The promise of opportunity
It is an April rite of passage for high school seniors: awaiting responses from college admissions offices. Anxiety and tension abound as young men and women wait and wonder: will I be accepted to the college of my choice?
So it is for the high school seniors who come to the Catholic Charities Teen Center at St. Peters. There, 23 of our 25 high school seniors are awaiting answers from colleges including UMass Boston, UMass Dartmouth, Newbury College, University of Bridgeport, Spellman College, and Northeastern University, to name just a few.
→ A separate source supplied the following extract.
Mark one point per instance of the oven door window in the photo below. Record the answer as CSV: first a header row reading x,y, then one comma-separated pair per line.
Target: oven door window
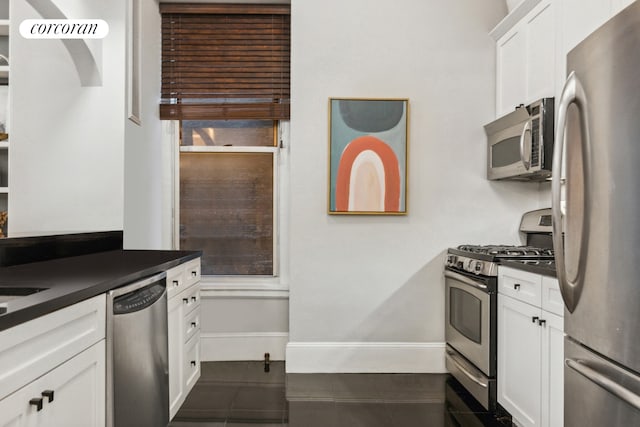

Tony is one such student. A reserved young man with a ready smile, Tony moved with his mother and brothers from Cape Verde to the United States just as he was beginning high school. Speaking no English, Tony was enrolled in a Boston public high school. His mother was sure to enroll him at the Teen Center so that Tony would get the support he needed to be successful. He attends the center daily, arriving after finishing work at an afterschool job, earning money his family relies on to get by. He also watches his younger brother while his mother works. Tony is hoping to attend a local college. He worries that if he is far away, he will be unable to help support his family or care for his brother.
Opened in 2002, the Teen Center was developed by Catholic Charities in partnership with Dorchester's newly arriving Cape Verdean families. Parents were clearly concerned about their children, and wanted to develop programs that would help them be both safe and successful. From its start as a small discussion group for neighborhood teens, the Teen Center has grown dramatically over the years. Located in a newly renovated St. Peter's School building in Dorchester's Bowdoin/Geneva neighborhood, a neighborhood better known recently as one of the city's "hot spots" for youth violence, the Teen Center serves more than 350 young students, aged 12 to 19 in grades 7 to 12, annually. We welcome the students each week day from 2 p.m. to 9 p.m. for our comprehensive academic, athletic, and recreational programming.
Reflecting the demographics of the immediate neighborhood, Teen Center youth are 90 percent Cape Verdean and many are newly arrived or first generation immigrants. More than 80 percent of Teen Center youth are from families with low-socio-economic status. Like Tony, more than 70 percent of youth enrolled at the Center are not literate in English when they enter the program. Teen Center staff members, however, are all bi- or tri-lingual to accommodate the linguistic and cultural needs of the youth enrolled. Due to the Teen Center's efforts, 100 percent are literate by the end of their first year. Sadly, all have been affected by the street violence in their neighborhoods: 99 percent of the teens know a young person lost to the violence that surrounds them.
The Teen Center is committed to not only getting youth off the street, but also to providing teens with the skills required to succeed over the long-term. Every day, teens are engaged in activities focused on a variety of subjects including English literacy, financial literacy, obtaining and maintaining a job, community service, computer literacy, and academic help in all school subjects. The Teen Center has employed teens as an integral part of the center's programming since 2003. Teens are hired as either Counselors In Training (CIT's) or Peer Leaders, depending on their age and experience.
One of the important aspects of the academic help provided to the students includes MCAS prep, SAT prep and college search help. Using a recently donated computer lab, staff guide the teens through the steps necessary to complete successful applications. Oftentimes, our teens are the first in their families to even apply to college, let alone be in the position to receive acceptance letters. In addition to helping with the applications, the staff schedule regular college-visit field trips that allow interested teens to experience a college campus for the first time. Like Tony, these college visits have a tremendous impact on a young student who may have never imagined that they could attend college.
Also like Tony, we are saying prayers as our Teen Center high school seniors await their college acceptance letters; knowing that these letters come with the hope and promise of opportunity, which can change a person's life forever.
Debbie Rambo is president of Catholic Charities of the Archdiocese of Boston.